Silk shook his head. "I am Silk, but I can't prove that here. You would have to find someone you trust who knows me and can identify me, and that would consume more time than I have; so I'm begging you instead. Assume-though I swear to you that this is contrary to fact-that I am not Silk. That I am-this, of course, is entirely factual-a poor young augur in urgent need of your assistance. If you won't help me for my sake, or for that of the god I serve, do so for your own, I implore you."
"I can't launch an attack without an order from Brigadier Bison."
"You shouldn't," Silk told her, "with one. There's an armored floater behind those sandbags. I can see the turret above them. If your people attacked, they would be advancing into its fire, and I've seen what a buzz gun can do."

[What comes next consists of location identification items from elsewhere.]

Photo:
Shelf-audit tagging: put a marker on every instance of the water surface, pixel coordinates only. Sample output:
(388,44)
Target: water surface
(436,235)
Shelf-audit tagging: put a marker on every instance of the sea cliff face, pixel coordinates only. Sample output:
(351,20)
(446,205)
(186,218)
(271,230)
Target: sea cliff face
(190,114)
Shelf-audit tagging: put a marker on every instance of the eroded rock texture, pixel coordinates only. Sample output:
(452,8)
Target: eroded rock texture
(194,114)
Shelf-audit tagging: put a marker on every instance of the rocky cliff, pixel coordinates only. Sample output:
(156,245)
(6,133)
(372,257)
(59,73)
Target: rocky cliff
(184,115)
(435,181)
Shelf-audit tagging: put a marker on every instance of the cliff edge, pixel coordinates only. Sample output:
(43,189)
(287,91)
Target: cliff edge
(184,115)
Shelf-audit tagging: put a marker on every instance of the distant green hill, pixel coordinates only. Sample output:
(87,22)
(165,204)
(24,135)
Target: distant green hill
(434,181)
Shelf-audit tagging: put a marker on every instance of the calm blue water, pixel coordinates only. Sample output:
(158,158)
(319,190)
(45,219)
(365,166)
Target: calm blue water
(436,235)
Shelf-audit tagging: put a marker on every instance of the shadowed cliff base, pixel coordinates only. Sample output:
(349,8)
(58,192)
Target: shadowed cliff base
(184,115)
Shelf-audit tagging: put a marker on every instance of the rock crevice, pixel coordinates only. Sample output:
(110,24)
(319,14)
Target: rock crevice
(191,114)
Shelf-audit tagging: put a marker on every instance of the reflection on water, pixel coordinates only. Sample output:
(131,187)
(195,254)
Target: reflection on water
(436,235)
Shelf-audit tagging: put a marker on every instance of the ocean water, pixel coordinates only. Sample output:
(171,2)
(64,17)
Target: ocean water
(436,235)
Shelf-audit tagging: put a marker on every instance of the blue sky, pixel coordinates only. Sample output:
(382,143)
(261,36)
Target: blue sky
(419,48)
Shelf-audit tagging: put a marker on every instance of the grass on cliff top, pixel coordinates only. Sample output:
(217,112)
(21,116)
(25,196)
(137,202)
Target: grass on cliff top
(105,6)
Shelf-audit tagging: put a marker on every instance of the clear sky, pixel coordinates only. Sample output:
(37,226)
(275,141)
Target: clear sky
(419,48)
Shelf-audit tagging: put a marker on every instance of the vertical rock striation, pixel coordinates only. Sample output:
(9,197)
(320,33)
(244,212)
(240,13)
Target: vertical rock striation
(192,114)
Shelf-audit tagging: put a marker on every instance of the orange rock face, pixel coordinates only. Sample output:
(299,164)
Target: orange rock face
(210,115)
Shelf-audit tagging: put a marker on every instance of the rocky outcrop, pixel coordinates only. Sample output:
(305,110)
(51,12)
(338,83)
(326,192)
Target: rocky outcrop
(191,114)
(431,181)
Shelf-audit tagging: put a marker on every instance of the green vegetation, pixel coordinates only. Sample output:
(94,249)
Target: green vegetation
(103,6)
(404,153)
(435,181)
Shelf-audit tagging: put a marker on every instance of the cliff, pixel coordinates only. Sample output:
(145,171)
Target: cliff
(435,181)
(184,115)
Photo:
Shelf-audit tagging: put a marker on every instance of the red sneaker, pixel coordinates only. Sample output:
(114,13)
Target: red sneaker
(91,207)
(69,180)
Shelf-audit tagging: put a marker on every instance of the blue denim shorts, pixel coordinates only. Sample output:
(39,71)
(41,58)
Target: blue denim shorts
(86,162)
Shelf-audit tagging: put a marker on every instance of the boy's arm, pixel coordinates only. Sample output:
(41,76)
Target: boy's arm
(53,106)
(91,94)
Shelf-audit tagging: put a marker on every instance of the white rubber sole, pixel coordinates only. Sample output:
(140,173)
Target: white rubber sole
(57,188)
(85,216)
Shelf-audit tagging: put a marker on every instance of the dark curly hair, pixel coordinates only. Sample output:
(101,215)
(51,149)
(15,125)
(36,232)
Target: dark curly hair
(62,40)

The young woman drew herself up to her full height, which was a span and a half less than his own. "We will attack if we are ordered to do so, Caldé."
Oreb bobbed his approbation. "Good girl!"
Looking at the sleeping figures behind the barricade, children of fifteen and fourteen, thirteen and even twelve, Silk shook his head.
"They're pretty young." (The young woman could not have been more than twenty herself.) "But they'll fight if they're led, and I'll lead them." When Silk said nothing, she added "That's not all. I've got a few men, too, and some slug guns. Most of the women-the other women, I ought to say-are working in the fire companies. You were surprised to find me in command, but General Mint's a woman."
"I am surprised at that, as well," Silk told her.
"Men want to fight a male officer. Besides, the women of Trivigaunte are famous troopers, and we women of Viron are in no way inferior to them!"
Recalling Doctor Crane, Silk said, "I'd like to believe that our men are as brave as theirs, as well."
The young woman was shocked. "They're slaves!"
"Have you been there?"
She shook her head.
"Neither have I. Surely then it's pointless for us to discuss their customs. A moment ago you called me Caldé. Did you mean that…?"
"Lieutenant. I'm Lieutenant Liana now. I used the title as a courtesy, nothing more. If you want my opinion, I think you're who you say you are. An augur wouldn't lie about that, and there's the bird. They say you've got a pet bird."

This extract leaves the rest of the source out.